I like an unusual cookbook, something out of the ordinary… something of interest.  We all know what Jamie wants us to eat and yes I have become quite familiar with the food of Vietnam, Italy and France.  As the world gets smaller, it’s time to consider what’s left of world cuisine that hasn’t been plundered and repackaged for prime time television.  I don’t know if I would ever go so far as to eat raw seal liver (an inuit dish… although I don’t believe they use a dish) or drinking cows blood after a circumcision (…not sure if this is your own circumcision or someone elses… regardless, I don’t think I could do it), but I’m up for a challenge… within reason.  This book is less of a challenge than I originally anticipated and is filled with wonderful and tasty looking photographs, descriptions of food and easy to prepare recipes.

So what do the people of Papua New Guinea eat?  I have no idea.  A quick flick through and yes there are a few familiar ingredients such as sweet potato, banana, pig, mango etc etc, but there are just as many items that I have either barely heard of or have never heard of, most of them being bush foods.  There are also heaps of Asian fruits and vegetables which is really not that surprising considering where PNG is.  Like many indigenous people around the world, they do eat their fauna and the book does include recipes for Mumued Mumut (Bandicoot), Flying Fox with prunes and cream sauce, Baked Snake and of course the world wide culinary phenomenon known as Chicken Curry.  There’s a recipe for Margarita which I’m not so sure is traditional but in a tropical climate such as PNG, probably most appreciated.  

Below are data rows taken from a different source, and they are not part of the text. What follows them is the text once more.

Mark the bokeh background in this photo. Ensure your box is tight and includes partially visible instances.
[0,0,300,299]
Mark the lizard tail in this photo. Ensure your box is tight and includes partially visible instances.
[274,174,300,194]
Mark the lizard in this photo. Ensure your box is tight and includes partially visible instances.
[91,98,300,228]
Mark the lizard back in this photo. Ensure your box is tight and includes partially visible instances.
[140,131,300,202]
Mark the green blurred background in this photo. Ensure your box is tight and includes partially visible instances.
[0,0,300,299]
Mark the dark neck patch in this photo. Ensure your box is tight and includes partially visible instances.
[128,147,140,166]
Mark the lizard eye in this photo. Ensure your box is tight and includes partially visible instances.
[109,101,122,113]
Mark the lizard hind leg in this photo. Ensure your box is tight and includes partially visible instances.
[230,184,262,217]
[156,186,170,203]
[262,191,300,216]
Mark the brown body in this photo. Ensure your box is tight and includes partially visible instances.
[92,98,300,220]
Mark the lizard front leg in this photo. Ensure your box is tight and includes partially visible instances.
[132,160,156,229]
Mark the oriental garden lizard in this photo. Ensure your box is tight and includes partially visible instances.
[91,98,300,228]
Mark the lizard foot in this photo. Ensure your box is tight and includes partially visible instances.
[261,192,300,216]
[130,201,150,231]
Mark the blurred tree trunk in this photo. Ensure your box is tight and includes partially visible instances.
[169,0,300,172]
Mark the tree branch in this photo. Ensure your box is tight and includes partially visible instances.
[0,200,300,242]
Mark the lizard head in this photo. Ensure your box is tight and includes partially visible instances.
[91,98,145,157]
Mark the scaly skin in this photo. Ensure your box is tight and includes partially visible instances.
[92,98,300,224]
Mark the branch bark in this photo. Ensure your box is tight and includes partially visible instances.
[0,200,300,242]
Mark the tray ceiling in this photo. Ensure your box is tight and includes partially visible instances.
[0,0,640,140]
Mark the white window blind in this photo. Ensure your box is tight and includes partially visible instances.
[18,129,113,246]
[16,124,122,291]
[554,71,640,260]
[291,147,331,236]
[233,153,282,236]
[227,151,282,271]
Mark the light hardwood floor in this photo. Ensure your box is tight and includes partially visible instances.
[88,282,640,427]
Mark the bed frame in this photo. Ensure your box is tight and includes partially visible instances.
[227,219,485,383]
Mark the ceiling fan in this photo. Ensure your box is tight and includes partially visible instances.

It will be interesting to see if Gordon, Nigella, Heston etc ever make it to PNG, but in the meantime we have this book to enjoy. 

Friday, January 4, 2013

The Honey Flora of Victoria.

The Honey Flora of Victoria. Paperback book published by Department of Agriculture Victoria Australia 1949 (fifth edition), 136 pages with black and white illustrations as well as some black and white photographs.

Whilst writing about poultry books a few months back, I briefly mentioned that Bee Keeping books are another one of those subjects (like Poultry) that is often asked for in the second hand book trade… at least that’s what happens here in Clunes.  This book has nothing to do with the keeping of bees.  It is though, a book that bee keepers here in Victoria all want, as even a complete bee novice such as myself, knows that without good flora, there ain’t no good honey.  The book isn’t cheap, but as we all know, no money, no honey.

The book contains descriptions of Victorian trees, blossoms and the honey produced thereof, which is very handy if you’re a Victorian bee keeper (or a bee)… which is the whole point of the book.  Despite being written for Victorian bee keepers, I’m fairly sure our neighbouring states would also get some use out of the book.  This was the fifth edition which probably indicates that the book was popular at the time.  From what I can gather, it’s still popular despite being vintage and now long out of print… actually, it’s not “out of print” as such, as earlier editions are now available as “Print on Demand”.  
Recently, I was once again asked for any bee books and fortunately was able to pull this particular title off the shelf.  Unfortunately the inquirer already had this one, which is great for the inquirer… but isn’t great for the Huc & Gabet bank balance.  I guess this sale just wasn’t meant to bee.